Final answer:
The gravitational force acting on a mass 2m placed at the centroid G of an equilateral triangle with three equal masses of m kg fixed at the vertices can be calculated using the equation F = G * (m1 * m2) / r^2. By considering the forces from the other three masses, we can determine the force in both scenarios by plugging in the appropriate values and performing the necessary calculations.
Step-by-step explanation:
a) To find the gravitational force acting on a mass 2m placed at the centroid G, we need to consider the forces acting on it from the three masses at the vertices of the equilateral triangle ABC.
Since the masses are fixed, the only force acting on the mass 2m will be due to the gravitational pull from the other three masses.
The gravitational force between two objects is given by the equation F = G * (m1 * m2) / r^2, where G is the gravitational constant, m1 and m2 are the masses of the objects, and r is the distance between their centers of mass.

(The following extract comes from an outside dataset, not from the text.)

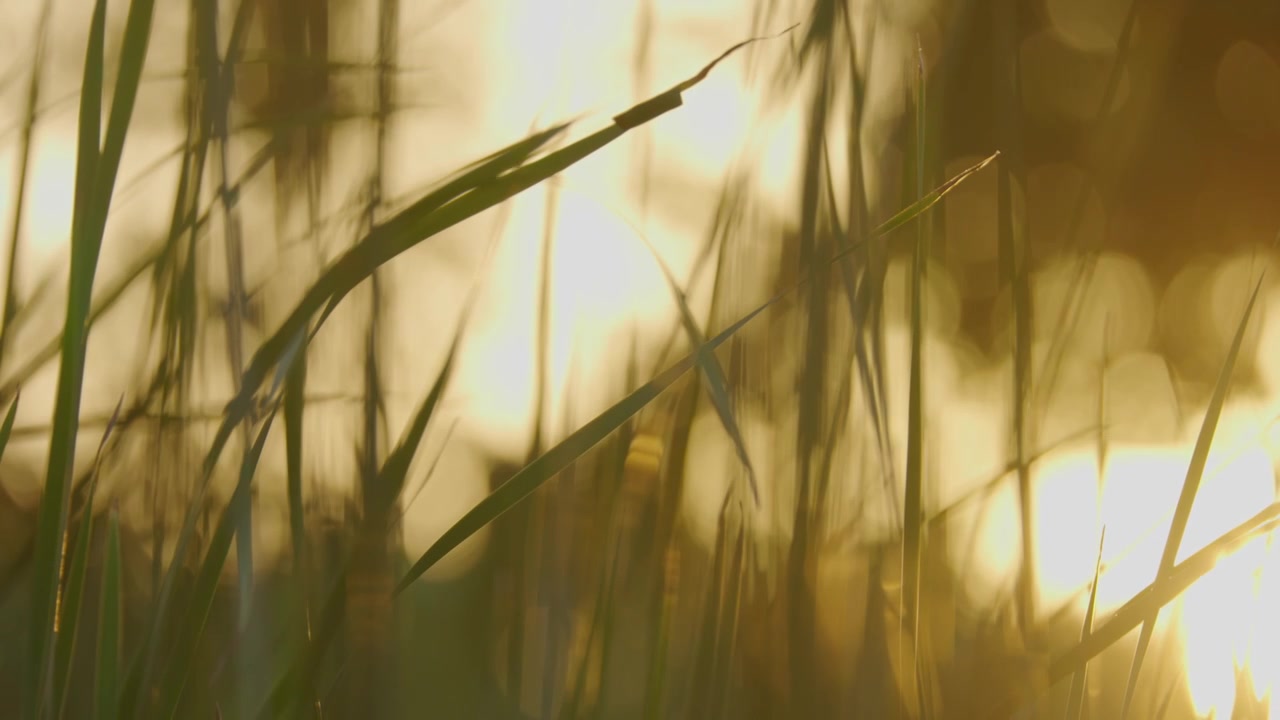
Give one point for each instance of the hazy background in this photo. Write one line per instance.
(1144, 224)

Using this equation, we can calculate the force acting on the mass 2m at the centroid G.
b) If the mass at vertex A is doubled, the force acting on the mass 2m at the centroid G will also change.
We can use the same equation to calculate this force by considering the new mass at vertex A.
By plugging in the appropriate values into the equation and performing the necessary calculations, we can determine the force acting on the mass 2m in both scenarios.